Instagram also recently launched Pressure to be Perfect, a collaboration with The Jed Foundation (JED), an organization focused on protecting emotional health and preventing suicide of teens and young adults. The campaign features two digital toolkits found online – one for parents and another for teens – that aim to kick-off conversations about social pressures. The social platform is also offering tools teens can use to encourage them to be their genuine selves on Instagram minus the added pressure of being “perfect.”
This is all good news. But each company is doing its own thing with no set guidelines or cohesion across platforms. That limits impact. To maximize the impact of these restrictions and safeguards, it’s important for these companies to invest in better ways to ensure safety and civility online.

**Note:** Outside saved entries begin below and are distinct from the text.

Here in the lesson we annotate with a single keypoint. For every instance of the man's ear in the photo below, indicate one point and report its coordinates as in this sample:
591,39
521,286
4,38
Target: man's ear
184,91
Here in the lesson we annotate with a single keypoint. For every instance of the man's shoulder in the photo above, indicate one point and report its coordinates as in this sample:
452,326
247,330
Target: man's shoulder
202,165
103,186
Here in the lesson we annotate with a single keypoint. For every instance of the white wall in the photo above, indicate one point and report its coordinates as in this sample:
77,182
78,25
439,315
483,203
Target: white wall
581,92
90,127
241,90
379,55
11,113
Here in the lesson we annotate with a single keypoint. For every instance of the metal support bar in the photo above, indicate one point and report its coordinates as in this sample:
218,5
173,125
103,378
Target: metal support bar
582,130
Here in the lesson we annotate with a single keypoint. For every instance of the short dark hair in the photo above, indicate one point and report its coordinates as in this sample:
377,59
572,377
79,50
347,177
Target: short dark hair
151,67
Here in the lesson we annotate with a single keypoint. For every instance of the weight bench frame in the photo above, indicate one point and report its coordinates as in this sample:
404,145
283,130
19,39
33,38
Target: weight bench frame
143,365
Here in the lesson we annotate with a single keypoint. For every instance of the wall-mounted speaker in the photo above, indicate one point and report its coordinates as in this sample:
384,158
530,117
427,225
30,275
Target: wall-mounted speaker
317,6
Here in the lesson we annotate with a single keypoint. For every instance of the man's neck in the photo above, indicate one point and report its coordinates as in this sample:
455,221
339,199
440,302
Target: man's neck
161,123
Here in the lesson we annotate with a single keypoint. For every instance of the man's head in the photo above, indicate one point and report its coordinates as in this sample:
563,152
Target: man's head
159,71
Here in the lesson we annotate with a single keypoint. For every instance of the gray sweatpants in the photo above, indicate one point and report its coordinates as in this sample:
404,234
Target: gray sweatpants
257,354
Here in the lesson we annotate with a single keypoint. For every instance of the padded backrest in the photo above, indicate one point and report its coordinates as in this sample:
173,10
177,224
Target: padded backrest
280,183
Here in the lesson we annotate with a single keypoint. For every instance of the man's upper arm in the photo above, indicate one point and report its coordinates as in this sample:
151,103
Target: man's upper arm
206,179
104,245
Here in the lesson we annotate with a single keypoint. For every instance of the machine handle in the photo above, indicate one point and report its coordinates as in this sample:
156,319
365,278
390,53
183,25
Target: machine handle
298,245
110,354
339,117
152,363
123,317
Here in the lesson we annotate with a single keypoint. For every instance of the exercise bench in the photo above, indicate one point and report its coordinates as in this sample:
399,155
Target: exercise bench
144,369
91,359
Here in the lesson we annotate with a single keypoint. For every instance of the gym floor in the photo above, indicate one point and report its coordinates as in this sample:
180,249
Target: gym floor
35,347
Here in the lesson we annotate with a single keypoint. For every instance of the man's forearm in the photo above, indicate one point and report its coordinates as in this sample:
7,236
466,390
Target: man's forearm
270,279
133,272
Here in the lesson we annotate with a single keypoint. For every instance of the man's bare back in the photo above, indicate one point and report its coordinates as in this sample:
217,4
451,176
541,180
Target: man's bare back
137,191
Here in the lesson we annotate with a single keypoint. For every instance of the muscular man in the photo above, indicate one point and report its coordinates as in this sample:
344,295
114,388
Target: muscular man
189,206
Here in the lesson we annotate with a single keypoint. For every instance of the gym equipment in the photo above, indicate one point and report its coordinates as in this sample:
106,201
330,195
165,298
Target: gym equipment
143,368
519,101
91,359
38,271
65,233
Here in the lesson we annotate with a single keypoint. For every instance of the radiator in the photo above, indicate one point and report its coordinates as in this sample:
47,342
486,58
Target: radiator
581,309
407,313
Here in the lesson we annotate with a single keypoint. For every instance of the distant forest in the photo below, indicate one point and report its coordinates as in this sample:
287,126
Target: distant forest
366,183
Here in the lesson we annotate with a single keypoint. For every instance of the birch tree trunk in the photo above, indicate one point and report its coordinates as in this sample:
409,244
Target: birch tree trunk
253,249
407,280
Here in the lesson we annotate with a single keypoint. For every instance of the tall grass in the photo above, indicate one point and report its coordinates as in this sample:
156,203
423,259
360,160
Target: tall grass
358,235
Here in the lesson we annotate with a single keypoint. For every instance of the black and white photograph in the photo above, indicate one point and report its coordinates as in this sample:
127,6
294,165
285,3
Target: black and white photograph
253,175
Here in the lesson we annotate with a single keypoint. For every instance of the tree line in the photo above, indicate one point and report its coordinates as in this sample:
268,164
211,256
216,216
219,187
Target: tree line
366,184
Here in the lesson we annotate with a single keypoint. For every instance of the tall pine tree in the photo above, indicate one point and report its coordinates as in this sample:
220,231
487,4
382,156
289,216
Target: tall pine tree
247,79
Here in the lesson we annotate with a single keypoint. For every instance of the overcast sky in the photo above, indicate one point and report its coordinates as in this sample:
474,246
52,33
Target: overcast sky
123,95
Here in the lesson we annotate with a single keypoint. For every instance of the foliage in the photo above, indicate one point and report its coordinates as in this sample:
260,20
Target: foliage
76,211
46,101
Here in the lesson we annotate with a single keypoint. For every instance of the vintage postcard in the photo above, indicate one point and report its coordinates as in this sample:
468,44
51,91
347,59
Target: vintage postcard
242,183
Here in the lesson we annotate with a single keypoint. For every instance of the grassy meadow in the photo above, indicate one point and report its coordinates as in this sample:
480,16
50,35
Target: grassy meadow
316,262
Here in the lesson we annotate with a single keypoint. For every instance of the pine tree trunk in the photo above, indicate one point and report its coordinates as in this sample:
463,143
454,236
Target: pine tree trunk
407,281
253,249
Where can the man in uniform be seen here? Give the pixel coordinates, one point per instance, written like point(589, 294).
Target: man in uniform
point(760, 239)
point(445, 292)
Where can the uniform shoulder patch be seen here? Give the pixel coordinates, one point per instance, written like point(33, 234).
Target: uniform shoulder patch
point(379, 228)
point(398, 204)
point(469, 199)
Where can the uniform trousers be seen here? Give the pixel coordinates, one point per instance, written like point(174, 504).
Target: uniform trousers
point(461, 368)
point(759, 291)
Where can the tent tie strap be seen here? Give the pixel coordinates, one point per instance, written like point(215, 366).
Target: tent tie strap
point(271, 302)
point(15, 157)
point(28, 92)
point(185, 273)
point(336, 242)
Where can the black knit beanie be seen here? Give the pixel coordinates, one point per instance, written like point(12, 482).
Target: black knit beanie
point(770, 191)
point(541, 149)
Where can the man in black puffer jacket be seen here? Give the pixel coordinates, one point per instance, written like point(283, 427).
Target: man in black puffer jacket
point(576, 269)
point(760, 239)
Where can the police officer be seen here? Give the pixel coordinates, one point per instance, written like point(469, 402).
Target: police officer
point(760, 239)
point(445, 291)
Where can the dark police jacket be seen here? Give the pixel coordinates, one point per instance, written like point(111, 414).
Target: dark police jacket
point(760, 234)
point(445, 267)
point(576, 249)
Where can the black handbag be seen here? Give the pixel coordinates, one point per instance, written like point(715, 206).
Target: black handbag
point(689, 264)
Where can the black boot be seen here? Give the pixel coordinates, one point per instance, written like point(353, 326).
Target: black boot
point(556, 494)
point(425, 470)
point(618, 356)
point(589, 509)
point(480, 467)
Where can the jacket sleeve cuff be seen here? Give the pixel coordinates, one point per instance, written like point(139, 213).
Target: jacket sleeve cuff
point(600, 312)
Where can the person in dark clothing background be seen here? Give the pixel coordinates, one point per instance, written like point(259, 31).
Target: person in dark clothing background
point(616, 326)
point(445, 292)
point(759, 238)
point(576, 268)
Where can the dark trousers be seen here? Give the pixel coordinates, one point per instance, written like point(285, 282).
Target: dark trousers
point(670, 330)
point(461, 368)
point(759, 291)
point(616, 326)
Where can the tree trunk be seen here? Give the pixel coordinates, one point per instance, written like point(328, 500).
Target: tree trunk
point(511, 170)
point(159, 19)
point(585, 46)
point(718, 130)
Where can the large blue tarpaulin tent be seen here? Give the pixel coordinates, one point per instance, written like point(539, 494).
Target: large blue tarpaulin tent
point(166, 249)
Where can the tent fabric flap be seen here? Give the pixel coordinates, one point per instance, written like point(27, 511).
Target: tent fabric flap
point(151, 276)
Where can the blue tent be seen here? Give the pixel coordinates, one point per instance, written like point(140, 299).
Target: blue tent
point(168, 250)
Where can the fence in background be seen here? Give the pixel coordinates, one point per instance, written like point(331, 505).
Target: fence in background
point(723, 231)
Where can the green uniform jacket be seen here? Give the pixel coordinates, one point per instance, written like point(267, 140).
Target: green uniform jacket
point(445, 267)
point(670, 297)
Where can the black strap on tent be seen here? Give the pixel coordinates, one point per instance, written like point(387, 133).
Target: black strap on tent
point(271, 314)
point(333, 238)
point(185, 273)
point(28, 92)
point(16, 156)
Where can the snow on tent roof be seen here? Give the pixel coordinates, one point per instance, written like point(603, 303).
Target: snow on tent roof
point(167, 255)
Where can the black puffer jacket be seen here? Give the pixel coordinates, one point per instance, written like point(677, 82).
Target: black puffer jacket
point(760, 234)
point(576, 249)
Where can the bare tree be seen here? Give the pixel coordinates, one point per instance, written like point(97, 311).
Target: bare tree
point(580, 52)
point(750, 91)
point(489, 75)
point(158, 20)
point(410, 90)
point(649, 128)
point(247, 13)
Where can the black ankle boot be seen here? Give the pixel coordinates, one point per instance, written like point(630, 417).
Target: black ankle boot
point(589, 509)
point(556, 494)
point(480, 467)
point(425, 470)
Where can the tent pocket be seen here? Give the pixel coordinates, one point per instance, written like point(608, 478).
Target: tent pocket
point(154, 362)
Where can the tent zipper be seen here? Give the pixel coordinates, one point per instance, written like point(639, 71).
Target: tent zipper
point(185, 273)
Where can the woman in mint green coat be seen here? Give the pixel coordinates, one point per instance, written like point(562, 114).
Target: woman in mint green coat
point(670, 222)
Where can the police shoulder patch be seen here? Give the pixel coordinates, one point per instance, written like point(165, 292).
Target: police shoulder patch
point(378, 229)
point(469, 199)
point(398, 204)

But, let’s be real. Social media companies are never going to care about kids as much as parents do.
What Are the Next Steps for Social Media Platforms?
In order to continue to strive to keep our kids safe online, social media companies and internet portals are going to need to hire expert staff, set-up cross-platform guidelines (which currently don’t exist), as well as implement new technologies. This is not an easy task and they are all making it up as they go.
Therefore, the onus is on parents and caregivers to teach their children how to navigate the online world and how to spot dangers.
Teaching good digital citizenship should be just like teaching basic safety skills and polite behavior. Discussions need to be a part of everyday conversation and it needs to start when kids are young. Open the door to conversation about online safety, set age-appropriate boundaries on access, and explore the myriad of tools and safety apps that not only help kids navigate the internet responsibly but also help keep them safe.
While social media platforms come to grips with their accountability in establishing safer and healthier online communities, it remains up to parents to ensure they’re establishing safe and healthy habits for online behavior with their kids.